4. The Destroy status
activity was removed from the stack, which was closed by the user. The
activity has a total of seven callback methods, and is typically used for initialization when the active lifecycle
1.onCreate ()
activity creation is invoked. The
2.onStart ()
is called when it is not visible to be visible again.
3.onResume ()
is invoked when the activity reaches the top of the stack, which is called when the
4.onPause ()
starts or recovers another activity when the activity is ready and the user interacts.
5.onStop ()
is executed when the activity is completely invisible, and attention is completely invisible and will not start if the activity is initiated in the form of a dialog box.
6.onDestroy ()
Call
7.onRestart ()
Before the activity is destroyed the
when the activity is changed from a stop state to a running state the following diagram is an intuitive representation of the life cycle of an activity
You can use the following sample code to carefully explore what is printed through logcat you can easily figure it out
public class mainactivity extends activity { public
Static final string tag= "Mainactivity"; @Override protected void oncreate (bundle
savedinstancestate) { super.oncreate (savedInstanceState);
        LOG.D (TAG, "onCreate");
        LOG.D (Tag,this.tostring ());
requestwindowfeature (Window.feature_no_title);
setcontentview (R.layout.activity_main); if (savedinstancestate!=null) { string temp=
Savedinstancestate.getstring ("Data_key");       LOG.D (tag,temp); } Button
Startnormal= (Button) Findviewbyid (r.id.start_normal_activity); button startdialog= (Button) Findviewbyid (R.id.start_dialog
_activity); startnormal.setonclicklistener (New OnClickListener () { @Override public void onclick (view v) { intent intent=new intent (MainActivity.this,
Normalactivity.class); &Nbsp;startactivity (Intent); }
}); startdialog.setonclicklistener (New OnClickListener () { @Override public void onclick (view v) { intent intent=new intent (MainActivity.this,
Dialogactivity.class); startactivity (
Intent); }
}); } @Override public void onstart () {
super.onstart ();
        LOG.D (TAG, "OnStart");    &NBSP} @Override public void Onresume () { super.onresume ();
   LOG.D (TAG, "Onresume");    &NBSP} @Override public void OnPause () { super.onpause ();
  LOG.D (TAG, "OnPause");    &NBSP} @Override public void onstop () { super.onstop ();
 LOG.D (TAG, "onStop"); } @Override public void ondestroy () {
super.ondestroy ();
        LOG.D (TAG, "OnDestroy");    &NBSP} @Override public void Onrestart () { super.onrestart ();
   LOG.D (TAG, "Onrestart"); }
About startup mode
There are also four different activity launches.

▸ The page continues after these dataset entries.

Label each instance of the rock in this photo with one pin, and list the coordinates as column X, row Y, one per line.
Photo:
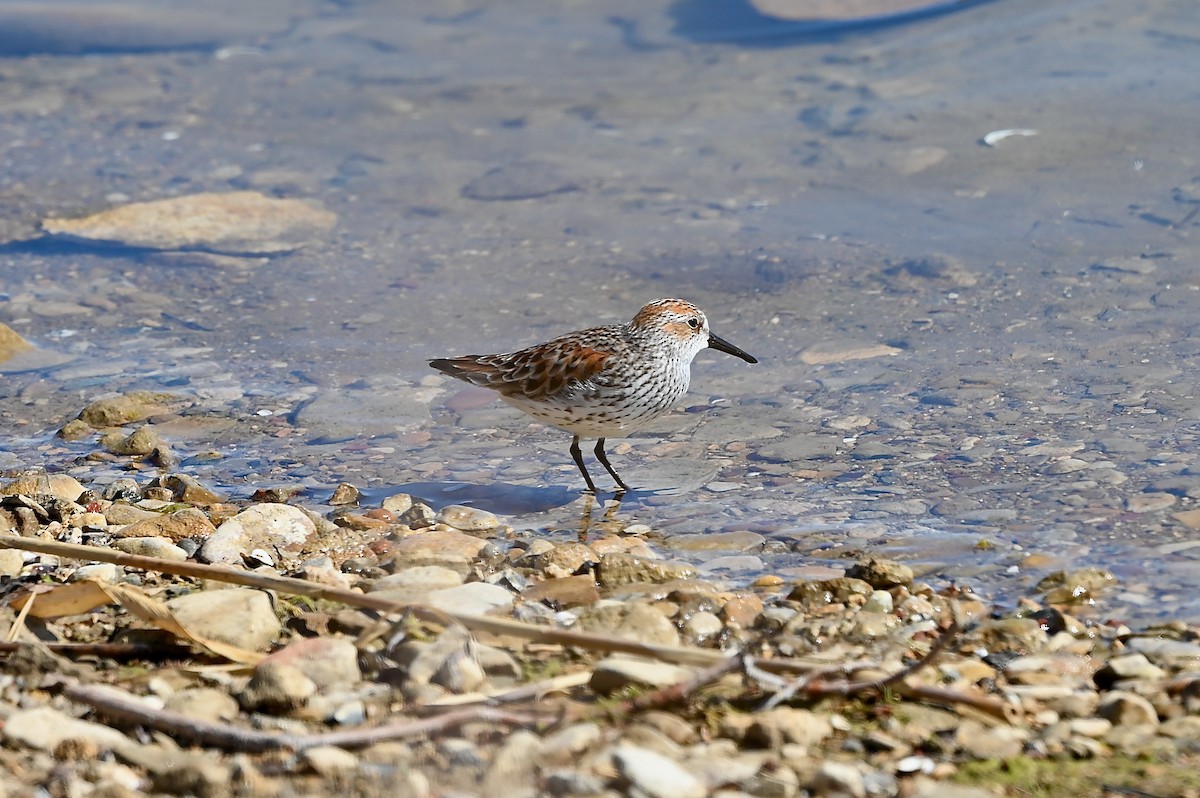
column 635, row 621
column 615, row 673
column 185, row 489
column 880, row 601
column 741, row 541
column 329, row 761
column 472, row 599
column 565, row 744
column 1127, row 709
column 331, row 663
column 127, row 408
column 60, row 486
column 567, row 561
column 655, row 775
column 1128, row 666
column 514, row 766
column 618, row 569
column 11, row 343
column 138, row 443
column 413, row 583
column 240, row 222
column 990, row 742
column 345, row 493
column 45, row 729
column 270, row 527
column 447, row 549
column 75, row 430
column 203, row 703
column 449, row 661
column 702, row 628
column 96, row 573
column 1149, row 502
column 276, row 688
column 783, row 725
column 881, row 574
column 184, row 773
column 239, row 617
column 564, row 593
column 825, row 592
column 519, row 180
column 183, row 525
column 397, row 503
column 11, row 561
column 1073, row 587
column 467, row 519
column 839, row 779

To modify the start mode of an activity, you need to modify the Android:launchmode under the Activity tab in Androidmanifest.xml
<activity
android:name= ". Mainactivity "
android:launchmode=" singletop "
android:label=" @string/app_name ">
<intent-filt er>
<action android:name= "Android.intent.action.MAIN"/> <category
"Android:name=" Id.intent.category.LAUNCHER "/>
</intent-filter>
</activity>
1.standard
This is the active default boot mode, which creates a new instance of the activity on the stack every time you start
It's like starting a firstactivity on a firstactivity. If you want to return, you need to press two times to return to the desktop
2.singleTop
This pattern solves the problem of the previous pattern well
If firstactivity This activity is already on top of the stack, then if you want to restart the firstactivity will not create a new instance of the
However, this method is limited to firstactivity on the top of the stack, if the firstactivity is not on the top of the stack, which is not the user can see the interface, it will still create a new instance.
3.singleTask
Singletask perfectly resolves the creation of a duplicate activity instance. Each time the activity is started, it automatically finds that an instance of the activity exists in the stack, and if it is used directly, it does not exist to create a
4.singleInstance
That is special, when it starts the activity, it creates a new stack to hold the newly initiated activity. This pattern solves the problem of invoking activity between different applications.